As a small boy I remember relatives coming back from the Second World War. An uncle who lived across the street from us was disabled for the rest of his life after war service. As I grew older I came to understand the sacrifice he and millions of others made for their country. I was proud of his efforts and continue to remember.

It contrasts with the views I now hold that something better than war and the vast amount of scarce resources that are devoted to the arms trade is needed, if the world is to fight wars on poverty and the challenges of the environment. The prophet Micah talks of the need to, “beat their swords into ploughshares and their spears into pruning hooks”. In more modern times the former United States president Dwight Eisenhower said in 1953 that: “Every gun that is made, every warship launched, every rocket fired signifies, in the final sense, a theft from those who hunger and are not fed, those who are cold and not clothed”.

We know that in 2008 we are falling behind the millennium development goals to help the world’s poor.

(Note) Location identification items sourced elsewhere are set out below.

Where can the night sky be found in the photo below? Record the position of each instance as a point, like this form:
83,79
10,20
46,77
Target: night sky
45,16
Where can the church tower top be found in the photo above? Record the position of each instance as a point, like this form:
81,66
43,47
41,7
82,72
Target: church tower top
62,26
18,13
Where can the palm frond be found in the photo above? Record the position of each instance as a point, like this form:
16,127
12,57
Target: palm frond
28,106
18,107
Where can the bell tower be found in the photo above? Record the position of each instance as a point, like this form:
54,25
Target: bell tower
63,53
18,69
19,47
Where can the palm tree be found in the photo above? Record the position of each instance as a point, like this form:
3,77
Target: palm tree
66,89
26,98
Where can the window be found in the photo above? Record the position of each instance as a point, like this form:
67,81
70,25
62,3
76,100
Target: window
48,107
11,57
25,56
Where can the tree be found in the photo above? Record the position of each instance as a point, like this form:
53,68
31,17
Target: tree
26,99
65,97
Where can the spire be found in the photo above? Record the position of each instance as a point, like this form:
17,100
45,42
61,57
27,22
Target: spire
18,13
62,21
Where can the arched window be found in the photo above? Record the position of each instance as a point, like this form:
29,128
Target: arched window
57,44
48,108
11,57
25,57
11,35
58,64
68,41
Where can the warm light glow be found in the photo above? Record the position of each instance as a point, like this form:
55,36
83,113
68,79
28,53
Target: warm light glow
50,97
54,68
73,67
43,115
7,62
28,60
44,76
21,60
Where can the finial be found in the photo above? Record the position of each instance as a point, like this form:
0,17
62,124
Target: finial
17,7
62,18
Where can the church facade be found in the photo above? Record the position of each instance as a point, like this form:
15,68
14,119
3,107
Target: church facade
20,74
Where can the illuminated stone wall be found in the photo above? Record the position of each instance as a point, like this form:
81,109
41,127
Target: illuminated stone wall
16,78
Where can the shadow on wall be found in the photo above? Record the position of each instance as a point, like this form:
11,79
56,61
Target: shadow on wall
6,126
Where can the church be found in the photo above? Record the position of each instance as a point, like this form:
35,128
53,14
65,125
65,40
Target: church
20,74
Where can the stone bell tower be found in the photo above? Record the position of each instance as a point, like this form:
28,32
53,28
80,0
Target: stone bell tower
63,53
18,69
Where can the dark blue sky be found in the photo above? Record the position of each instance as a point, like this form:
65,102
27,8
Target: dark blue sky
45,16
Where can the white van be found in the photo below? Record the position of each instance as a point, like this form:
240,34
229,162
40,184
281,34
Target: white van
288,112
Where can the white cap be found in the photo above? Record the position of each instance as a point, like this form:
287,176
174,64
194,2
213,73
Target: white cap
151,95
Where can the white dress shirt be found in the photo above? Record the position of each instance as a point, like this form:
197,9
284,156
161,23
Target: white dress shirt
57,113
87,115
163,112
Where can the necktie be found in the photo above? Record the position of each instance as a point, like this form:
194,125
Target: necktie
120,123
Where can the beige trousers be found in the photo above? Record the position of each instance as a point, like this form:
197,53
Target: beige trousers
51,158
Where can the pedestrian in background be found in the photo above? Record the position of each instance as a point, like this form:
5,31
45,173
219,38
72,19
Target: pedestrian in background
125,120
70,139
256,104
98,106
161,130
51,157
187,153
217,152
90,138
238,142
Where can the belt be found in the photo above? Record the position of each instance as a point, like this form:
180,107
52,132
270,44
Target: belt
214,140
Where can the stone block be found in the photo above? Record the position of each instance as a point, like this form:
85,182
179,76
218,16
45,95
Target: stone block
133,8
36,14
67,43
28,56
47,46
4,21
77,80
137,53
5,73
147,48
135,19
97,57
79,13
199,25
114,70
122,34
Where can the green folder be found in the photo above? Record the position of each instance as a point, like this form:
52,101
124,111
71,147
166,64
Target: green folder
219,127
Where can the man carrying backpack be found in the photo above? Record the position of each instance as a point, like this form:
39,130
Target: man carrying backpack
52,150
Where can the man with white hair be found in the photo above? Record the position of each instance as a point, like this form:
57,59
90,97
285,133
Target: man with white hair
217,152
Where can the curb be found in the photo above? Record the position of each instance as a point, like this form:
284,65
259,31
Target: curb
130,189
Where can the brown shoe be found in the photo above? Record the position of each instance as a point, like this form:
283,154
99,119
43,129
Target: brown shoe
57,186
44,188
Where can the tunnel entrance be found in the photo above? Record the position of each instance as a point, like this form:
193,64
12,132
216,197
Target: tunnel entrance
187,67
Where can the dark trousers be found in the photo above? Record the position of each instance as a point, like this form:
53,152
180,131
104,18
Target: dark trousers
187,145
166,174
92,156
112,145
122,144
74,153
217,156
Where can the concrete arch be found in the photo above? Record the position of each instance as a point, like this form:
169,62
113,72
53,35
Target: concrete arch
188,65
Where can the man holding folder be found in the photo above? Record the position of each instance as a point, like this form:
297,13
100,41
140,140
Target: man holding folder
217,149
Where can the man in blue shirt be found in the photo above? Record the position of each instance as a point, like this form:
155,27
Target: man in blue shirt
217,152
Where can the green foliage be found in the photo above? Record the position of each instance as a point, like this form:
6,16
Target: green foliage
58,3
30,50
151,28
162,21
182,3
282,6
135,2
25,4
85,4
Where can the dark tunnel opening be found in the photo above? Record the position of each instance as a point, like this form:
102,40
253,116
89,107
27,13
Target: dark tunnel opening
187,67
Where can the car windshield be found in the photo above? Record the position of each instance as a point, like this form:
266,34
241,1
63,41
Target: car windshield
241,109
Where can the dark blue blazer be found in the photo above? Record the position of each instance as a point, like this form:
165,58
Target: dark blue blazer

Three billion people live on less than US $2 a day, about 75 million children are not in school and ten million children continue to die each year from avoidable diseases.

There has been some progress since 2000. Tanzania has brought four million children into school and Zambia has provided free health care for people living in rural areas. With the diminishing of the Earth’s resources, care of God’s creation becomes more critical and therefore the necessity for Christians to think afresh.

When Remembrance Day comes in November, I want to salute the sacrifices of soldiers of all nations but also to remember as a Christian that the example of Jesus calls for something different than the pursuit of increasing armaments and the glorification of war.

Christ's way is that of justice and peace.